Spring in the Ozarks: Smith Creek Preserve

Luck was with me in a couple of different ways on Wednesday and both related to the Low Gap Cafe. The cafe opened a few months ago in an unassuming building that once served as the Low Gap General Store. It is closed on Monday and Tuesday so this was my first real chance to try a meal there despite passing it on the way to my cabin every day.

My first bit of luck was in choosing to eat there at all. My order on this first visit was just a sandwich and fries, but the sandwich was especially tasty and the fries were cooked perfectly. I got the idea that somebody at the cafe took pride in their food. After that I ate one meal per day there. From the hamburger to the filet mignon, I was never disappointed and I never went back to the Ozark Cafe. My only regret was that I had to pass up the triple chocolate cake due to a Lenten sacrifice.

Another notable thing about the Low Gap Cafe (aside from the hitching post incident mentioned here) is that they feature free WiFi in an area rather starved for Internet access. I was using their WiFi to do a bit of research on hiking destinations when good fortune smiled for a second time. A man named Michael Dougherty approached me and introduced himself. He is the president of the Buffalo River Chamber of Commerce and an avid photographer.

In preparing for my Monday and Tuesday float trips, I had already made use of some great information from his web site including GPS-annotated topological maps and river level references. Michael joined me at my table and we talked hiking and photography for about twenty minutes. Among other things, he said that the chance for a spring hike at the Nature Conservancy's Smith Creek Preserve was an opportunity not to be missed. The preserve protects 1,226 acres along Smith Creek above Boxley Valley. In addition to its surface beauty, it sits above Sherfield Cave which is home to Arkansas's largest population of Indiana bats. Since I had already been considering a visit to Smith Creek, his advice sealed the deal.

Once I finished my lunch, I packed my gear and headed for the preserve. When I arrived at the trailhead, I had the entire place to myself. My first goal was to find  my way to QuiVaLa Elise Falls. Using the directions from Tim Ernst's Arkansas Waterfalls Guidebook, I followed a fairly faint path (really more of an overgrown old jeep trail) until I reached a dry creek bed at the bottom of a hollow. After following the creek bed for a time, a small stream joined from the left and I heard the sound of falling water. A short scramble up this stream led to the waterfall on the right.

I soaked in this view for a time, then climbed back out of this hollow and followed the main trail downhill into another one. As soon as the path reached the bottom of the second hollow it turned and ran along Smith Creek for several miles. As the trail made its way through the woods, it crossed smaller streams coming to join the creek and passed little springs, sinkholes, wildflowers, dogwoods, redbuds, butterflies, and more.

The most striking portion of the hike was a section of the creek where huge boulders and a fractured limestone bed created a series of cascades. It was breathtaking.
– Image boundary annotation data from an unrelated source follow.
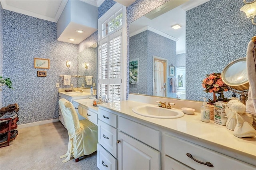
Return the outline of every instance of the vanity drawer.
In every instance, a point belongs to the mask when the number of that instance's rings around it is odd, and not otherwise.
[[[75,103],[73,103],[73,105],[74,106],[74,107],[75,108],[75,109],[76,110],[76,111],[77,113],[79,113],[78,111],[78,105]]]
[[[119,130],[158,150],[161,147],[161,132],[122,117],[118,117]]]
[[[117,127],[117,115],[105,110],[99,109],[99,119],[115,128]]]
[[[98,114],[84,107],[82,108],[83,116],[95,125],[98,124]]]
[[[250,170],[255,167],[223,154],[165,134],[163,135],[164,153],[182,163],[196,170]],[[208,162],[210,167],[198,163],[186,155],[202,162]]]
[[[113,156],[117,156],[117,129],[99,120],[98,142]]]
[[[162,168],[164,170],[191,170],[193,169],[166,155],[164,155],[164,166],[162,166]]]
[[[97,144],[97,166],[101,170],[116,170],[116,159],[104,149]]]

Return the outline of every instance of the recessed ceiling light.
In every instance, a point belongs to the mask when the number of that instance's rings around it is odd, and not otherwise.
[[[174,25],[174,26],[172,26],[172,28],[174,29],[174,30],[177,30],[177,29],[179,29],[181,28],[181,26],[180,26],[179,24],[176,24],[176,25]]]
[[[84,32],[84,31],[81,30],[76,30],[76,32],[78,32],[78,33],[82,33],[83,32]]]

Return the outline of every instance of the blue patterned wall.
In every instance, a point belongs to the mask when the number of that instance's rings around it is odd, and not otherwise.
[[[87,69],[84,68],[84,63],[90,65]],[[97,47],[89,47],[78,55],[78,74],[81,76],[92,76],[92,83],[95,83],[97,87]],[[87,85],[85,77],[78,78],[78,86],[82,87],[82,84],[84,85],[84,87],[90,88],[92,85]]]
[[[15,90],[3,90],[3,106],[17,103],[22,124],[58,118],[58,92],[63,85],[60,75],[77,73],[78,45],[56,40],[56,23],[4,10],[3,75],[10,77]],[[50,69],[34,67],[34,58],[50,59]],[[72,61],[70,68],[67,60]],[[38,77],[37,71],[46,71]],[[77,85],[77,79],[71,83]]]
[[[186,66],[186,53],[177,54],[176,56],[176,67]]]
[[[3,8],[0,3],[0,76],[2,75],[3,72]],[[0,108],[2,107],[3,93],[0,87]]]
[[[100,18],[108,10],[109,10],[116,2],[113,0],[105,0],[105,1],[98,8],[98,18]]]
[[[242,0],[211,0],[186,12],[186,99],[212,99],[212,93],[203,91],[205,75],[221,73],[229,63],[246,57],[256,26],[240,11],[244,5]]]

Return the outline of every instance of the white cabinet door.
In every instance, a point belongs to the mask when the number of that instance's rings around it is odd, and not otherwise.
[[[118,131],[118,169],[160,170],[160,152]]]
[[[163,170],[190,170],[192,169],[166,155],[164,155],[163,162],[164,166],[162,167]]]

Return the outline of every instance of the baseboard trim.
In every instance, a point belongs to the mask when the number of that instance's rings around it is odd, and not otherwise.
[[[46,121],[33,122],[32,123],[26,123],[25,124],[18,125],[18,127],[19,129],[20,129],[28,127],[34,127],[35,126],[46,124],[47,123],[53,123],[54,122],[58,122],[59,121],[60,121],[60,120],[59,120],[58,119],[53,119],[47,120]]]

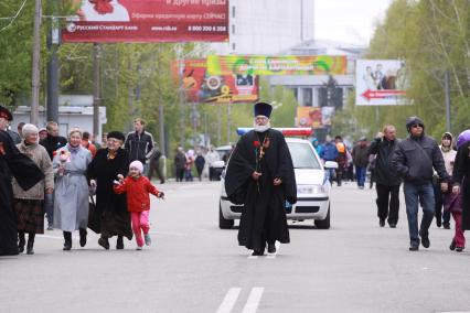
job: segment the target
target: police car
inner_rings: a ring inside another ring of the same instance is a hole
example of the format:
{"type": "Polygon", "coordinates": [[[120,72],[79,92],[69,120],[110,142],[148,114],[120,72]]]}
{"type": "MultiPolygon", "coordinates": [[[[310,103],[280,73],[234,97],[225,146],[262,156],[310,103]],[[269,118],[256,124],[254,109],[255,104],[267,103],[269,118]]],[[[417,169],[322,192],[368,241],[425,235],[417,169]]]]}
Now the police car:
{"type": "MultiPolygon", "coordinates": [[[[330,188],[328,169],[338,169],[337,162],[328,161],[322,164],[319,155],[309,140],[295,138],[311,133],[310,128],[275,128],[284,133],[292,158],[297,183],[297,203],[286,204],[288,219],[313,219],[317,228],[330,228],[330,188]]],[[[249,128],[238,128],[239,136],[249,128]]],[[[228,161],[229,162],[229,161],[228,161]]],[[[236,205],[227,199],[225,192],[225,171],[222,173],[221,197],[218,202],[218,227],[229,229],[235,219],[239,219],[243,205],[236,205]]]]}

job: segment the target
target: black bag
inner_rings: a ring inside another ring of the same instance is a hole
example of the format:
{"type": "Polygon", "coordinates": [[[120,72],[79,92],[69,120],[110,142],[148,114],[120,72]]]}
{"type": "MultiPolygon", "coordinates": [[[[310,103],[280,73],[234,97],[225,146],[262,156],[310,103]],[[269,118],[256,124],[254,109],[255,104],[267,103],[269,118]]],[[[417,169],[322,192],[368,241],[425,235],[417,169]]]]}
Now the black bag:
{"type": "Polygon", "coordinates": [[[95,199],[89,196],[88,228],[96,234],[102,233],[102,213],[96,208],[95,199]]]}

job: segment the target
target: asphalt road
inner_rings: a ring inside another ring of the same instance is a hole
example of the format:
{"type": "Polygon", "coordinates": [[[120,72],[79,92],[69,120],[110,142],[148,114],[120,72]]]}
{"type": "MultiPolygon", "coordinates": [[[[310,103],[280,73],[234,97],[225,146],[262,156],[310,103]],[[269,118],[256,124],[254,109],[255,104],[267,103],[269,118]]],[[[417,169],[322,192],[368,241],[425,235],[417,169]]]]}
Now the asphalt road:
{"type": "MultiPolygon", "coordinates": [[[[152,246],[106,251],[89,234],[36,237],[34,256],[0,258],[0,312],[452,312],[470,311],[470,253],[453,230],[408,251],[402,202],[396,229],[380,228],[375,192],[333,187],[329,230],[291,224],[290,245],[250,257],[237,230],[217,227],[217,183],[169,183],[152,199],[152,246]]],[[[452,224],[453,228],[453,224],[452,224]]],[[[88,230],[90,233],[90,230],[88,230]]]]}

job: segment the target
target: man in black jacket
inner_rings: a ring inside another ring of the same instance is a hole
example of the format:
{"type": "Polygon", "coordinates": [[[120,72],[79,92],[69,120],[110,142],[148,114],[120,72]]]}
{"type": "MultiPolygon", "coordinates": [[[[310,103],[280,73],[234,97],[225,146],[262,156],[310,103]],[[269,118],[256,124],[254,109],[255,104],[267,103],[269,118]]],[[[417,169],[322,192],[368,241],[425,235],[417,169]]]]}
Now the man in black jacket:
{"type": "Polygon", "coordinates": [[[40,144],[47,150],[49,158],[54,159],[54,151],[67,144],[65,137],[58,136],[58,125],[55,121],[49,121],[45,126],[47,137],[40,141],[40,144]]]}
{"type": "Polygon", "coordinates": [[[399,211],[399,185],[402,179],[391,171],[392,155],[398,143],[396,130],[393,125],[384,127],[384,132],[372,141],[368,147],[368,154],[375,154],[375,191],[377,192],[377,216],[378,225],[385,226],[387,219],[391,228],[395,228],[398,223],[399,211]],[[389,202],[388,202],[389,199],[389,202]],[[388,217],[388,218],[387,218],[388,217]]]}
{"type": "Polygon", "coordinates": [[[148,174],[147,160],[153,154],[153,136],[145,130],[146,121],[137,118],[133,121],[133,132],[129,132],[124,148],[129,153],[129,162],[140,161],[145,164],[143,172],[148,174]]]}
{"type": "Polygon", "coordinates": [[[425,125],[418,117],[410,117],[406,121],[409,137],[398,143],[392,159],[392,170],[404,177],[403,191],[405,194],[406,215],[408,217],[409,250],[419,249],[421,245],[429,248],[429,226],[435,214],[435,198],[432,190],[432,169],[436,169],[442,192],[447,191],[449,174],[446,171],[442,153],[437,142],[425,136],[425,125]],[[418,233],[418,204],[423,206],[423,219],[418,233]]]}

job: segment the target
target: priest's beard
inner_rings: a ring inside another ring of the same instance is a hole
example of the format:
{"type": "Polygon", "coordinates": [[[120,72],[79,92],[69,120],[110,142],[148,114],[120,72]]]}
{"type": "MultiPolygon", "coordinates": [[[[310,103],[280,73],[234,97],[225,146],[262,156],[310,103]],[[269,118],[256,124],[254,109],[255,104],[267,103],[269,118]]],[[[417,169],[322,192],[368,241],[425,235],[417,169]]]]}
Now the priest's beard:
{"type": "Polygon", "coordinates": [[[271,128],[271,123],[268,121],[266,125],[257,125],[256,121],[253,123],[253,128],[257,132],[265,132],[269,128],[271,128]]]}

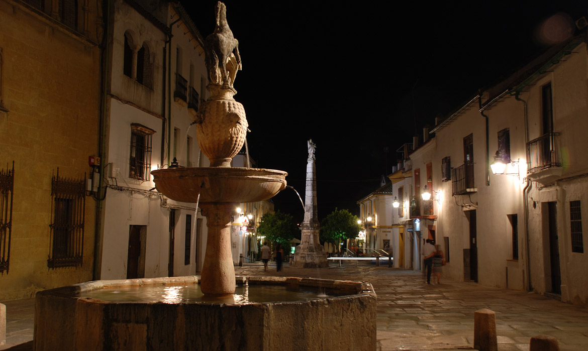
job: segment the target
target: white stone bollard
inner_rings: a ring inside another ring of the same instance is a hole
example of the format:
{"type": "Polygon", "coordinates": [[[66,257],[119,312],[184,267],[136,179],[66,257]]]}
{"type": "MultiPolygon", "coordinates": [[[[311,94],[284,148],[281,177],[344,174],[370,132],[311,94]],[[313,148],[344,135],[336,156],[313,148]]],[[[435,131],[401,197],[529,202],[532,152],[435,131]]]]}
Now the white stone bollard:
{"type": "Polygon", "coordinates": [[[537,335],[531,338],[529,351],[559,351],[559,345],[553,336],[537,335]]]}
{"type": "Polygon", "coordinates": [[[6,305],[0,303],[0,345],[6,342],[6,305]]]}
{"type": "Polygon", "coordinates": [[[474,312],[474,349],[497,351],[496,313],[487,309],[474,312]]]}

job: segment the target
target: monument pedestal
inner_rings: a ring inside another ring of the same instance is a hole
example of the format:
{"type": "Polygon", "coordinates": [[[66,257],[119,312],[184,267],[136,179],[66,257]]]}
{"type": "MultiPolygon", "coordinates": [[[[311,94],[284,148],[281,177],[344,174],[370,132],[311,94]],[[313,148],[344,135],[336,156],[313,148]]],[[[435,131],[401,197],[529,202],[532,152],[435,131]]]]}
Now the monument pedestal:
{"type": "Polygon", "coordinates": [[[327,254],[319,242],[319,228],[305,228],[302,223],[302,240],[294,253],[295,267],[321,268],[329,266],[327,254]]]}

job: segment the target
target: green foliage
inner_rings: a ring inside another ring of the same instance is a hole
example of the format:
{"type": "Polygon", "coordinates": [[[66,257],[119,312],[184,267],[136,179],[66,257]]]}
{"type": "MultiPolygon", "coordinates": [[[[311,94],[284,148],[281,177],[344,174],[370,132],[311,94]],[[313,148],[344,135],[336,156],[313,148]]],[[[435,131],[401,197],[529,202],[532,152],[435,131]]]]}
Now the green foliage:
{"type": "Polygon", "coordinates": [[[320,238],[338,245],[342,240],[357,237],[362,229],[358,219],[347,210],[335,209],[320,222],[320,238]]]}
{"type": "Polygon", "coordinates": [[[292,239],[300,237],[300,229],[294,222],[294,218],[279,210],[263,215],[257,232],[258,235],[265,236],[268,241],[281,244],[285,253],[289,250],[292,239]]]}

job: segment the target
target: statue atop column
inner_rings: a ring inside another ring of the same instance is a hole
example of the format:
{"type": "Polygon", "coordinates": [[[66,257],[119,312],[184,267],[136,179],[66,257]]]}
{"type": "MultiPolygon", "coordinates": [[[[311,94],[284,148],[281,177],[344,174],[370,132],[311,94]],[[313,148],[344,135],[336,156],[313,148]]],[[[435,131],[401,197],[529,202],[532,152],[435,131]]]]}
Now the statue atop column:
{"type": "Polygon", "coordinates": [[[315,151],[316,150],[316,145],[312,142],[312,139],[309,139],[308,142],[308,159],[315,159],[315,151]]]}
{"type": "MultiPolygon", "coordinates": [[[[224,90],[236,91],[233,88],[237,71],[242,69],[241,56],[239,54],[239,41],[233,36],[226,21],[226,7],[219,1],[215,6],[216,26],[215,31],[204,41],[206,70],[209,84],[224,90]]],[[[213,95],[215,92],[209,88],[213,95]]]]}

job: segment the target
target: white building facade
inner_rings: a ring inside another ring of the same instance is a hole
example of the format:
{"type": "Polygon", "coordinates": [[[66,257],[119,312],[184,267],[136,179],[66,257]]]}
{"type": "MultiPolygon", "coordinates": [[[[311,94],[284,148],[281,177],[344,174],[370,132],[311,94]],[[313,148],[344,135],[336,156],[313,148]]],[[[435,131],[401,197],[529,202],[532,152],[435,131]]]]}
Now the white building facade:
{"type": "Polygon", "coordinates": [[[180,166],[208,165],[190,128],[206,95],[202,38],[179,4],[146,9],[119,0],[114,8],[99,276],[193,275],[206,218],[195,203],[158,192],[151,171],[174,158],[180,166]]]}
{"type": "Polygon", "coordinates": [[[572,39],[437,125],[431,157],[411,154],[415,192],[433,190],[444,275],[588,303],[587,79],[586,43],[572,39]]]}

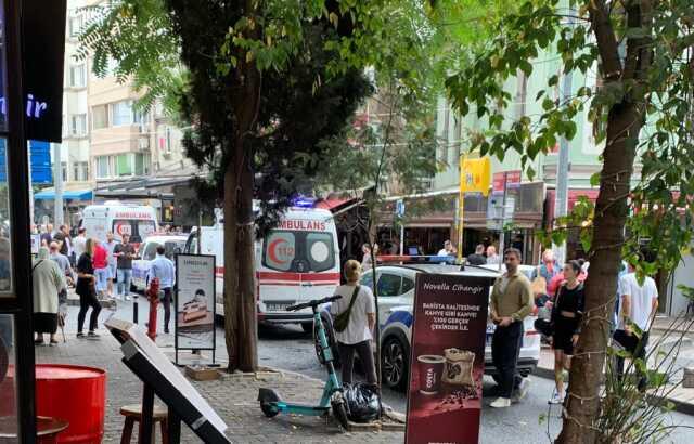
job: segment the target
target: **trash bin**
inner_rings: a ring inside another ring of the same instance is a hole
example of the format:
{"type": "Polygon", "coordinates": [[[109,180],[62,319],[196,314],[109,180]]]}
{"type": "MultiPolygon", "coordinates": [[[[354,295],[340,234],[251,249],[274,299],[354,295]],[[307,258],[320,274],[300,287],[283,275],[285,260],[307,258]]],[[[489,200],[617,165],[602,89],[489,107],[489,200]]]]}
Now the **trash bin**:
{"type": "Polygon", "coordinates": [[[64,419],[57,443],[101,443],[104,435],[106,371],[77,365],[36,365],[36,414],[64,419]]]}

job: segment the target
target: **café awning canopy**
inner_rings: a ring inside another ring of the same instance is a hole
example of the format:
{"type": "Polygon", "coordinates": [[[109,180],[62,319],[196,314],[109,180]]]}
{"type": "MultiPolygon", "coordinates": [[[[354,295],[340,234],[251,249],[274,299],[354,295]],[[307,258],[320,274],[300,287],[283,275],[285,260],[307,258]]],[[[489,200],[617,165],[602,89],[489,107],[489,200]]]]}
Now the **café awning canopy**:
{"type": "MultiPolygon", "coordinates": [[[[65,200],[91,200],[92,199],[91,190],[65,190],[63,192],[63,199],[65,200]]],[[[36,193],[34,195],[34,199],[36,200],[54,200],[55,199],[55,191],[42,191],[36,193]]]]}

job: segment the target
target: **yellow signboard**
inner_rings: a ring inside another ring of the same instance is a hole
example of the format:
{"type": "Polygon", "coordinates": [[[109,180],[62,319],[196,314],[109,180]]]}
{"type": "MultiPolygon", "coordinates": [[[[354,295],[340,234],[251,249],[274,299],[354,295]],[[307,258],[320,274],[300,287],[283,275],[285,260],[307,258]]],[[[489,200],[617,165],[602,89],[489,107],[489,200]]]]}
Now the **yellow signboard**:
{"type": "Polygon", "coordinates": [[[460,158],[460,191],[461,193],[489,194],[491,179],[491,162],[489,157],[481,159],[460,158]]]}

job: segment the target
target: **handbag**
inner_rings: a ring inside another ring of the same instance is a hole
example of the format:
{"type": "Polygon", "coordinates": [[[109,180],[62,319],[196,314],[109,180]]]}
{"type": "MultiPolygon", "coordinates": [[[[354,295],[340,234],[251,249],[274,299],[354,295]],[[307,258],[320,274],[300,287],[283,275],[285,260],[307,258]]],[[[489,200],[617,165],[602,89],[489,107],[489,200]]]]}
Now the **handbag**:
{"type": "Polygon", "coordinates": [[[344,312],[339,313],[335,316],[335,321],[333,322],[333,328],[337,332],[345,331],[347,326],[349,325],[349,316],[351,315],[351,308],[355,306],[355,301],[357,300],[357,295],[359,293],[359,286],[355,288],[355,292],[351,295],[351,300],[349,301],[349,306],[344,312]]]}

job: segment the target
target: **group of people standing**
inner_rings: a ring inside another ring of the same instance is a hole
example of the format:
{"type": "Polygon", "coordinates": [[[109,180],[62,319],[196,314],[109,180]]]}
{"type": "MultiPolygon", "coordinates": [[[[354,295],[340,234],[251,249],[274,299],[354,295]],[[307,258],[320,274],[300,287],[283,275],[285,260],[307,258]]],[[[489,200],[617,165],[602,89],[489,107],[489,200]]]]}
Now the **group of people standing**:
{"type": "Polygon", "coordinates": [[[129,298],[132,259],[136,249],[129,236],[123,235],[123,243],[116,243],[113,233],[107,233],[106,241],[87,238],[80,228],[75,238],[69,236],[69,227],[61,225],[57,233],[41,235],[41,247],[34,261],[34,324],[37,344],[43,343],[43,335],[50,335],[49,343],[56,344],[55,334],[63,322],[60,304],[67,299],[67,287],[74,285],[79,296],[77,315],[77,337],[98,338],[95,332],[101,303],[99,298],[114,296],[114,279],[117,278],[116,295],[129,298]],[[88,332],[83,325],[91,309],[88,332]]]}
{"type": "MultiPolygon", "coordinates": [[[[589,264],[569,260],[560,265],[552,250],[547,250],[542,254],[542,263],[529,279],[518,272],[520,252],[515,248],[507,249],[504,252],[506,273],[497,279],[492,289],[490,317],[497,324],[491,345],[492,360],[499,371],[501,392],[490,405],[507,407],[527,392],[528,381],[520,377],[516,366],[523,345],[523,319],[530,314],[534,304],[550,311],[545,332],[554,350],[555,390],[549,403],[561,404],[566,393],[564,371],[570,369],[571,357],[581,334],[581,321],[586,312],[583,282],[588,277],[589,264]]],[[[644,360],[647,331],[658,308],[655,280],[645,276],[639,283],[634,266],[625,266],[618,276],[615,302],[617,309],[613,344],[628,351],[632,358],[644,360]],[[641,335],[634,334],[637,328],[641,330],[641,335]]],[[[622,354],[617,355],[616,373],[619,379],[624,377],[622,354]]],[[[640,375],[639,390],[645,391],[646,386],[645,375],[640,375]]]]}

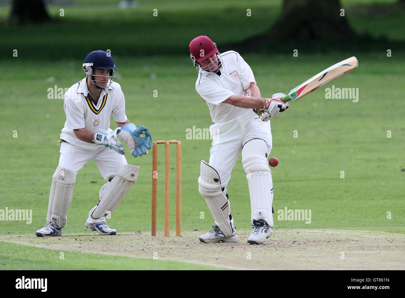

I clambered over the boulders to explore the cascades from all angles, then continued down the trail until it finally crossed the creek and faded away away into the woods.

I was in no hurry to leave, but eventually I retraced my steps back to the trailhead. A vehicle from Missouri was parked there when I returned, but I never saw the driver or anyone else. It was truly an afternoon of peace and beauty.